(Adnkronos) – “Vi è un vulnus – ha aggiunto il consigliere Rauti – e l’aspetto legislativo va riconsiderato: il punto debole dei cinque giorni che hanno dopo essere usciti dal centro per cercare documenti e identità sono troppo pochi”. Ad Isabella Rauti ha fatto eco Chiara Colosimo sottolineando che “non dipende solo dalle leggi italiane ma anche dai consolati dei paesi di provenienza degli immigrati che spesso non rispondono alle richieste di identificazione e ancora gli immigrati spesso non danno la reale nazionalità di provenienza e quindi farli tornare a casa è un più un problema sovranazionale che nazionale”.
“Questa transitorietà, questa attesa per la cosidetta ricostruzione della propria identità è pesante e difficile – ha aggiunto ancora la Rauti – certo se il centro con gli strumenti giusti ed efficaci riesce a lavorare la persona esce presto ma se non ha la collaborazione necessaria dai consolati e uffici internazionali, il centro non riesce a volgere al meglio il suo lavoro. Serve collaborazione dai paesi di origine tanto che ad esempio un romeno, oggi, è riuscito ad uscire dopo 15 giorni per la repentina risposta da parte del consolato del suo paese. Ma se le persone sono per cosi dire invisibili, il problema si complica e non si riesce a risolverlo”.

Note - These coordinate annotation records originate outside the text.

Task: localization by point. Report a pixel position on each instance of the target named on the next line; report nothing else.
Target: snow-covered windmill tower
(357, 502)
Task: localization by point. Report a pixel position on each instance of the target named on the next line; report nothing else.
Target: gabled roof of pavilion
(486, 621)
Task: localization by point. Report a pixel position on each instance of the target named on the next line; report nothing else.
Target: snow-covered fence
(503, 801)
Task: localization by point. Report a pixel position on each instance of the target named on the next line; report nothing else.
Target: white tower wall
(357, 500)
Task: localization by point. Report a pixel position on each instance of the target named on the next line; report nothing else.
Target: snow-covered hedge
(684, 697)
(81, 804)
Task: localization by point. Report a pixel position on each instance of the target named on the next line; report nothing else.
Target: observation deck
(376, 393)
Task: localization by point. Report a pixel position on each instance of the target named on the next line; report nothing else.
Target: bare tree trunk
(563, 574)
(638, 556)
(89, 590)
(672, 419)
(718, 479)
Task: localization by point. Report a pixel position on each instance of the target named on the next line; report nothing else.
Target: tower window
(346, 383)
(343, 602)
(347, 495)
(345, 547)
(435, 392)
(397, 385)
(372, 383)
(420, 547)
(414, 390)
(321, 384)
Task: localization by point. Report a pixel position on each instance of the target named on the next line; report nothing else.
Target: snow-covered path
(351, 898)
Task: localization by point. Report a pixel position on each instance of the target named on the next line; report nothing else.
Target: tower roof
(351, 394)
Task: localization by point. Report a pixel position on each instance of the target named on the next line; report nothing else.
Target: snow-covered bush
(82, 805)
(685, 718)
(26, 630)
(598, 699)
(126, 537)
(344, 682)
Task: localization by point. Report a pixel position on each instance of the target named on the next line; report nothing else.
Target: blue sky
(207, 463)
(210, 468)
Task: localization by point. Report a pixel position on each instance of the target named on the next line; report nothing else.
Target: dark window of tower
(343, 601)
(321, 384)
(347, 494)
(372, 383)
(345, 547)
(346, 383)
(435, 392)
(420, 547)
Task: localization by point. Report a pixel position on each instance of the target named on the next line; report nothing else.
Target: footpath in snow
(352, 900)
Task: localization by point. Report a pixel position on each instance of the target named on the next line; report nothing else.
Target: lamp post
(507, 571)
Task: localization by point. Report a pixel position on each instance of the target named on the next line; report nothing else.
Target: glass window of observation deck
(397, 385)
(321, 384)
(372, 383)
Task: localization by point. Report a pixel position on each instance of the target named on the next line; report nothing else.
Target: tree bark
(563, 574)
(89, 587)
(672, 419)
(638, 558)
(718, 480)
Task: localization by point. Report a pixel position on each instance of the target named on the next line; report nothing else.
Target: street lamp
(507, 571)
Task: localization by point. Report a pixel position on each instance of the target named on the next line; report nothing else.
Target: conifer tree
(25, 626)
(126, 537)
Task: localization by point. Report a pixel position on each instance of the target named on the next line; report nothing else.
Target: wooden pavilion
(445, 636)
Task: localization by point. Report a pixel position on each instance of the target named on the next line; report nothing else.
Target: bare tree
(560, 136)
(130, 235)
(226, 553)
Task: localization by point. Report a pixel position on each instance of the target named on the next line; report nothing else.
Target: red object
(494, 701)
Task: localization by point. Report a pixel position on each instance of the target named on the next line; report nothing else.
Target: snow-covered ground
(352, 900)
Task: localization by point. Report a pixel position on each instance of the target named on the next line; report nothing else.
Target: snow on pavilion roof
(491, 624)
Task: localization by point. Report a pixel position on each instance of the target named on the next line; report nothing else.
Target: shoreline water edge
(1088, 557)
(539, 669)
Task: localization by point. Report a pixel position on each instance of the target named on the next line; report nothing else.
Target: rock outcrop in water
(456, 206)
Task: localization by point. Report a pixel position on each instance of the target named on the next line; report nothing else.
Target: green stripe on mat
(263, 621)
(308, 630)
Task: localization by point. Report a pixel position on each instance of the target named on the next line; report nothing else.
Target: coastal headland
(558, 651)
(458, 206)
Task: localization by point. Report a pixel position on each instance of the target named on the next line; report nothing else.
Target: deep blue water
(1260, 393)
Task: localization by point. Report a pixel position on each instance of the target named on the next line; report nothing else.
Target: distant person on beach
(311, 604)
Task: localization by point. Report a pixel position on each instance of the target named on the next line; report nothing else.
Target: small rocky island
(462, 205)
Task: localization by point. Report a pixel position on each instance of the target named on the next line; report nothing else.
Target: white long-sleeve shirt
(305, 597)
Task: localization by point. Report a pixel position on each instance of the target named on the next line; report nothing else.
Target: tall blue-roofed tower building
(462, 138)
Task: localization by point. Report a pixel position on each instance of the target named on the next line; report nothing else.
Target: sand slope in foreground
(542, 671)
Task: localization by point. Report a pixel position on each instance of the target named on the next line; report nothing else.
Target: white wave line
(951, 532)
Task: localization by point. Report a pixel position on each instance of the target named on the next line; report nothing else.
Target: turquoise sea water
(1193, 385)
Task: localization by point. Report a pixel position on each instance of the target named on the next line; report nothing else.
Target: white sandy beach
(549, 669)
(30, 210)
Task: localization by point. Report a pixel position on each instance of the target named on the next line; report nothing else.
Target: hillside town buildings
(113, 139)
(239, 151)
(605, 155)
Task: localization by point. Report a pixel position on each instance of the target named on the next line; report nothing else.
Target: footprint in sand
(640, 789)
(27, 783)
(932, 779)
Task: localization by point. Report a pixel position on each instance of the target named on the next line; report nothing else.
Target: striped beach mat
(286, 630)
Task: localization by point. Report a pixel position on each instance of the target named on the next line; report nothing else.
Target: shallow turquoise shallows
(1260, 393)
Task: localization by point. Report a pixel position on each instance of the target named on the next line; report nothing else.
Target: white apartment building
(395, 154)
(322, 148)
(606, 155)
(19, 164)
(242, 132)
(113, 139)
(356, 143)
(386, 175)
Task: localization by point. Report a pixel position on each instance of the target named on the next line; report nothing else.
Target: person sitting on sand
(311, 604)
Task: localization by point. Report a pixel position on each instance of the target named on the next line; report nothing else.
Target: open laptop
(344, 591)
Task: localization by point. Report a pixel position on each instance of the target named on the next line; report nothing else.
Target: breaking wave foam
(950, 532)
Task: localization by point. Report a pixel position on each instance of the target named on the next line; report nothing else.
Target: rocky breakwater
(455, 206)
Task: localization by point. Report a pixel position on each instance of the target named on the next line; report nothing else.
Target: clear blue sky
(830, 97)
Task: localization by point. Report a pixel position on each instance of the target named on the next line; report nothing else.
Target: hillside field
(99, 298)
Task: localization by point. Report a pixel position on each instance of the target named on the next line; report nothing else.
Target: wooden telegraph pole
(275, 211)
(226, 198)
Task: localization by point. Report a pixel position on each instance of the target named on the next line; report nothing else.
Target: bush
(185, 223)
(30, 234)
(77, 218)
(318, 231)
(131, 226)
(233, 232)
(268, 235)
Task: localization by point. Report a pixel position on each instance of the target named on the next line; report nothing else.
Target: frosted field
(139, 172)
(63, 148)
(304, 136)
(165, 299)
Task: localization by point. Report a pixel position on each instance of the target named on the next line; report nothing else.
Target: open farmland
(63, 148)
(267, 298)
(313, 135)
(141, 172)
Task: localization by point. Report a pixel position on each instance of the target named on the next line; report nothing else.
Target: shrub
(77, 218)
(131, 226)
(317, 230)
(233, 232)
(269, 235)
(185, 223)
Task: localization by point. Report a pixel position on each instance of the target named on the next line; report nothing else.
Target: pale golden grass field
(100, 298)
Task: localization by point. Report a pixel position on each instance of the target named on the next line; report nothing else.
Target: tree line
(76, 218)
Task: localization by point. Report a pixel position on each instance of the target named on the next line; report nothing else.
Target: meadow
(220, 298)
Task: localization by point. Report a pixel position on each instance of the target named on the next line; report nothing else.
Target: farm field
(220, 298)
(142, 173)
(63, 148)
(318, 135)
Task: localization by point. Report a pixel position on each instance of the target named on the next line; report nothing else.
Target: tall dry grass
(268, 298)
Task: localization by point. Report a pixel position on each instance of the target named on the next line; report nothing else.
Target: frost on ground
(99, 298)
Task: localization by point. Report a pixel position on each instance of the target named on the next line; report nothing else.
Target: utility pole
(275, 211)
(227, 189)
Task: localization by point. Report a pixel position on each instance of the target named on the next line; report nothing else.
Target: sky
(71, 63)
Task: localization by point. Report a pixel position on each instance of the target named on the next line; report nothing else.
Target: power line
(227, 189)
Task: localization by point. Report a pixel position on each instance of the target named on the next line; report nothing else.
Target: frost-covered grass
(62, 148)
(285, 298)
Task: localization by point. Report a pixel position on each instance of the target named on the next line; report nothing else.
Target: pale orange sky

Il consigliere Rauti ha infine voluto sottolineare che “quando il prefetto ha affermato che il centro andrebbe chiuso, intendeva per i lavori di ristrutturazione che sono ora in corso. Ha parlato infatti di uno spostamento nell’area nord di Roma proprio per dare la possibilità di effettuare i lavori sulla struttura”. Isabella Rauti ha poi concluso affermando che “è necessario intervenire sulla macchina normativa come anche sui costi del centro cercando di razionalizzarli al massimo”.